🤖 AI Summary
This study investigates whether large language models (LLMs) solve benchmark tasks (e.g., LeetCode, MATH) via genuine reasoning or mere memorization of training data, by subjecting them to extreme textual corruption—including aggressive token masking and random perturbations. We introduce *active pattern matching*, a novel evaluation framework that systematically injects noise and applies red-teaming perturbations, then analyzes performance decay curves to distinguish data-contaminated tasks (exhibiting gradual degradation) from genuinely unseen ones (showing sharp decline).

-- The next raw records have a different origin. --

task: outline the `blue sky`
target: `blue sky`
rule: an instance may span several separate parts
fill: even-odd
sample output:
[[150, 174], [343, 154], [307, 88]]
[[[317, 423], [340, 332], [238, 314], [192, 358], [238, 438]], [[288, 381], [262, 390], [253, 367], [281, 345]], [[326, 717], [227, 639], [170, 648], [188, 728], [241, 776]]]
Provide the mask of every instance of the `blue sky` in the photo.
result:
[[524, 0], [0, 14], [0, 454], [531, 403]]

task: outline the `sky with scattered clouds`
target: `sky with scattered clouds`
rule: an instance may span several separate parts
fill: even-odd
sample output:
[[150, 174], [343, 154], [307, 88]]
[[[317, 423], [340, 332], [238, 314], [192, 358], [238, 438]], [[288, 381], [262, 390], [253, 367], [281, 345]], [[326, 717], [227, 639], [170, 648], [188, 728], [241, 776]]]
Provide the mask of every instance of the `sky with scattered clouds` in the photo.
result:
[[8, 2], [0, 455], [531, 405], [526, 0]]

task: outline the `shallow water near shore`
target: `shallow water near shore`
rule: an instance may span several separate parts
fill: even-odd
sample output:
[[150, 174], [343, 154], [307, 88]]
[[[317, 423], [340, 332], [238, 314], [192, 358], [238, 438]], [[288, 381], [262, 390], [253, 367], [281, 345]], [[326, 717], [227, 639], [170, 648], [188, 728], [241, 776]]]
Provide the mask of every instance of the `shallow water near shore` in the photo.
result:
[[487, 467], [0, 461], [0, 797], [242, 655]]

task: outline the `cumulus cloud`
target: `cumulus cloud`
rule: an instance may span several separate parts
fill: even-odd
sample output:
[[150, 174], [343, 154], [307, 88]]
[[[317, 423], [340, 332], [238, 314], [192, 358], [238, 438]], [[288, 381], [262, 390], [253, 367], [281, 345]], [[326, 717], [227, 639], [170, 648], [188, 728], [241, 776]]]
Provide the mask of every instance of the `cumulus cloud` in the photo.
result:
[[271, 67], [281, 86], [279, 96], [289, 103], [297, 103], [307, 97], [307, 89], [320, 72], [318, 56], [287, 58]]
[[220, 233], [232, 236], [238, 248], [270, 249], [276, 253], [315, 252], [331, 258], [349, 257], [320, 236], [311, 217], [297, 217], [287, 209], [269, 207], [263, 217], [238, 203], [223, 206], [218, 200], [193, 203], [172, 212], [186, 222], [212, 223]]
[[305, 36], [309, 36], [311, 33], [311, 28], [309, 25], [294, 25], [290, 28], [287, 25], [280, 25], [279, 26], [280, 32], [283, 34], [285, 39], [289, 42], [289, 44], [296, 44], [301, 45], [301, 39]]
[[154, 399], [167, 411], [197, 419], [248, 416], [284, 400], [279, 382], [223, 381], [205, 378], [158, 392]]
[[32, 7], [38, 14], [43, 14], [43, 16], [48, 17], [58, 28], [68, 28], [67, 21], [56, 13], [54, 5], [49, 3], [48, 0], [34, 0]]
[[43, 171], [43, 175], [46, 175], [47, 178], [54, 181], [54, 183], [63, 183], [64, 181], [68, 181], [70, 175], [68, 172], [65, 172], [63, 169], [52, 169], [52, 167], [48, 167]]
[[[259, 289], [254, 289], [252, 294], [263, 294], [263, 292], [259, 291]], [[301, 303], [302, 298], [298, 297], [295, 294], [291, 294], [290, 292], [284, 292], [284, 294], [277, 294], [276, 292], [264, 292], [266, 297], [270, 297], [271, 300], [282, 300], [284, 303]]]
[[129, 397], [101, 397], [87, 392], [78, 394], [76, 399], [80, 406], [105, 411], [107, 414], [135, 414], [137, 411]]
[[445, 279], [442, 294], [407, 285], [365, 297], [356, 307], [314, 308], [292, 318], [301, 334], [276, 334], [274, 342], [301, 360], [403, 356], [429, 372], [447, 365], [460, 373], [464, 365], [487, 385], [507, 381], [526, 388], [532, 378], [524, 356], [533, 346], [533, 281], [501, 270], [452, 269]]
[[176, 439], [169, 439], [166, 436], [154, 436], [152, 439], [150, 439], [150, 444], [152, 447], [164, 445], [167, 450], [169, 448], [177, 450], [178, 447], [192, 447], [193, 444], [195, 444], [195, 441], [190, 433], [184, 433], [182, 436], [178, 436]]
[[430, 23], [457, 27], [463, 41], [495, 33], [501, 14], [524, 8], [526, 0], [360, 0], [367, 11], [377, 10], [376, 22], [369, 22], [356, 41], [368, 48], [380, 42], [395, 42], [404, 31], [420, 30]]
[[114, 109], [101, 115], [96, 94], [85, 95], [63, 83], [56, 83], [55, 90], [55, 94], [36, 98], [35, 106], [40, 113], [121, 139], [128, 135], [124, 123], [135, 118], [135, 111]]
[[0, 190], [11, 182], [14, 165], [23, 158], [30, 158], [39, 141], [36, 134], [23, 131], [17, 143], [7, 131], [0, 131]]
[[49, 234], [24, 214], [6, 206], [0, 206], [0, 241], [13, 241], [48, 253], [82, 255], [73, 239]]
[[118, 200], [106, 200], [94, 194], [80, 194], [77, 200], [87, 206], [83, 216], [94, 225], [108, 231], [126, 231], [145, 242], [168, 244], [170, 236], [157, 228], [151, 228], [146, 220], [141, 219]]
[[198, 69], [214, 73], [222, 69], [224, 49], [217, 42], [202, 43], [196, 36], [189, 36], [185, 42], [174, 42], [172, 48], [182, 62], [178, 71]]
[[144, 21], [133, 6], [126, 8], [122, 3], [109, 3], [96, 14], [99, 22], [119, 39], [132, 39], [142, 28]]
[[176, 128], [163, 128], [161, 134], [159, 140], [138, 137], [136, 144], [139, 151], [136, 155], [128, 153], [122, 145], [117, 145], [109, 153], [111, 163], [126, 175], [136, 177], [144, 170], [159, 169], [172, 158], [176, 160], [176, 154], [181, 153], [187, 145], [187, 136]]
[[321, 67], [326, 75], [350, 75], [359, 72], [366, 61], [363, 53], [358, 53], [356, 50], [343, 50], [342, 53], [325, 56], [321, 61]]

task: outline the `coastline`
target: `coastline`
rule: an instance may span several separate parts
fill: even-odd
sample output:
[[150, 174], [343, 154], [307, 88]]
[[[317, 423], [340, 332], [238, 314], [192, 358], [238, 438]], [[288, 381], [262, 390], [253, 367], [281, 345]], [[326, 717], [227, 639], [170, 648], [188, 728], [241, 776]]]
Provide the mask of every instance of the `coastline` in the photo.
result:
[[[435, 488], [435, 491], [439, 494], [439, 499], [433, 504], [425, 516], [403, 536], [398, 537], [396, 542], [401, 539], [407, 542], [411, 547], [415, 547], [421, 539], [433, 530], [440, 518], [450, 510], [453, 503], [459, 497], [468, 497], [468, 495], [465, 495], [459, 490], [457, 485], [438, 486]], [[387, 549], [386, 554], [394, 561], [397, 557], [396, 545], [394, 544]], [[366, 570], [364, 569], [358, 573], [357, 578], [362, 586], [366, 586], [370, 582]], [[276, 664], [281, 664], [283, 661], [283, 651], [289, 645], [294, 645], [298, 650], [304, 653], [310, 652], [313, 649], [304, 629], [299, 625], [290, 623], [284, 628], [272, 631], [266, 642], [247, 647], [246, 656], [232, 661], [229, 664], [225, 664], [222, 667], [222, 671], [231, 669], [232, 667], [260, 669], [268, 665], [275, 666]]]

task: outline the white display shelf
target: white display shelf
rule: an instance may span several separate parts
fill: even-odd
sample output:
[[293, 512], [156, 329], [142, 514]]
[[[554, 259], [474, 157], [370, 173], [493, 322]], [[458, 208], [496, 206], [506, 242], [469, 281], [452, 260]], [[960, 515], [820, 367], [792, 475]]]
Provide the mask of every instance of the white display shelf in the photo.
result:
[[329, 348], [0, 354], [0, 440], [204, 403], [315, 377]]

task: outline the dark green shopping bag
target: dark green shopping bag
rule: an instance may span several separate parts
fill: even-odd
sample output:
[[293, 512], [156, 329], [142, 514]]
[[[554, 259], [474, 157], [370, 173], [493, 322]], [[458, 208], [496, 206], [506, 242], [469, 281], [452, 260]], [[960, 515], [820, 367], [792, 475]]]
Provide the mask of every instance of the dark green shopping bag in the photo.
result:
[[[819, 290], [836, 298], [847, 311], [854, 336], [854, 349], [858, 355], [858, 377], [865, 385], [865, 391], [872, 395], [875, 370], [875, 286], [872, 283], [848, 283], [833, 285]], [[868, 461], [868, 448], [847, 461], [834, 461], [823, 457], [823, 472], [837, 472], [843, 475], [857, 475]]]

Experiments across multiple models (GPT, Claude, Llama) reveal consistent ability to solve human-unreadable corrupted problems—further corroborated by knowledge-cutoff ablation studies confirming data recitation as the underlying mechanism. Our work provides a principled methodology for disentangling memorization from reasoning, with direct implications for robust benchmark design, trustworthy model evaluation, and quantification of AI safety risks.
📝 Abstract
This paper investigates the ability of large language models (LLMs) to recognise and solve tasks which have been obfuscated beyond recognition. Focusing on competitive programming and benchmark tasks (LeetCode and MATH), we compare performance across multiple models and obfuscation methods, such as noise and redaction. We demonstrate that all evaluated LLMs can solve tasks obfuscated to a level where the text would be unintelligible to human readers, and does not contain key pieces of instruction or context. We introduce the concept of eager pattern matching to describe this behaviour, which is not observed in tasks published after the models' knowledge cutoff date, indicating strong memorisation or overfitting to training data, rather than legitimate reasoning about the presented problem. We report empirical evidence of distinct performance decay patterns between contaminated and unseen datasets. We discuss the implications for benchmarking and evaluations of model behaviour, arguing for caution when designing experiments using standard datasets. We also propose measuring the decay of performance under obfuscation as a possible strategy for detecting dataset contamination and highlighting potential safety risks and interpretability issues for automated software systems.